Nie czujemy się bezpiecznie, ten człowiek na razie strzela do samochodów, ale normalna osoby nawet tego, by nie robiła. A jeśli coś mu się odmieni i zacznie strzelać do psów, które wyprowadzamy albo do ludzi? – powiedziała wówczas mieszkanka osiedla.
Wandale znów strzelają do samochodów
Jak informuje policja, pomiędzy 4 a 6 października ponownie doszło do ataków na Ursynowie. To wówczas ostrzelany został hyundai stojący między blokami numer 12 i 14. Atak został przeprowadzony za pomocą wiatrówki, jak przekazała policja, taką broń można nabyć bez zezwolenia w sklepie, co utrudnia ustalenie sprawcy.

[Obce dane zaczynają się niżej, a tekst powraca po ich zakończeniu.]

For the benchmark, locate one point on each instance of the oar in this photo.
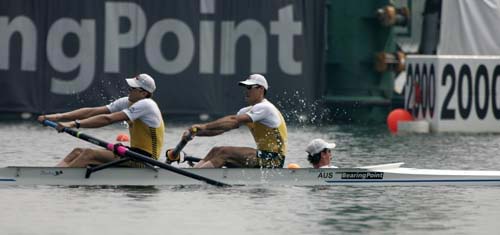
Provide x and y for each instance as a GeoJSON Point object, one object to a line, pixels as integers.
{"type": "Point", "coordinates": [125, 152]}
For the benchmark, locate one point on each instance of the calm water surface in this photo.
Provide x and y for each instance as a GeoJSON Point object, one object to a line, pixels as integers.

7 października przyjęliśmy zgłoszenie uszkodzenia pojazdu marki hyundai, do którego doszło prawdopodobnie pomiędzy 4 a 6 października przy ulicy Szolc-Rogozińskiego na warszawskim Ursynowie — powiedział rzecznik mokotowskiej komendy podkom. Robert Koniuszy.
Wandale złapani na gorącym uczynku
Jak przekazał portal halourysnów.pl, kolejny ostrzał miał miejsce w ostatnią niedzielę. Wówczas zniszczone zostały kolejne dwa pojazdy, które również stały w tym samym miejscu. Świadkowie tym razem zauważyli świadków, jednak ci zbiegli z miejsca przestępstwa. Mieli to być dwaj młodzi mężczyźni w wieku od 16 do 20 lat. Byli zakapturzeni i ubrani w ciemne dresy, do ataku mieli używać broni krótkiej, rzucali też cegłówkami. Świadkowie twierdzą, że zgłosili ten incydent na policję, jednak służby nie potwierdzają, że takie powiadomienie miało miejsce.
Policja prosi o pomoc
Policja pracowała nad rozwikłaniem sprawy ostrzałów już w maju, od tamtego czasu minęło 5 miesięcy, jednak śledztwo wciąż nie przyniosło efektów. Służby nie wykluczają, że za wszystkimi atakami stoją ci sami sprawcy, jednak nie potrafią tego jednoznacznie stwierdzić.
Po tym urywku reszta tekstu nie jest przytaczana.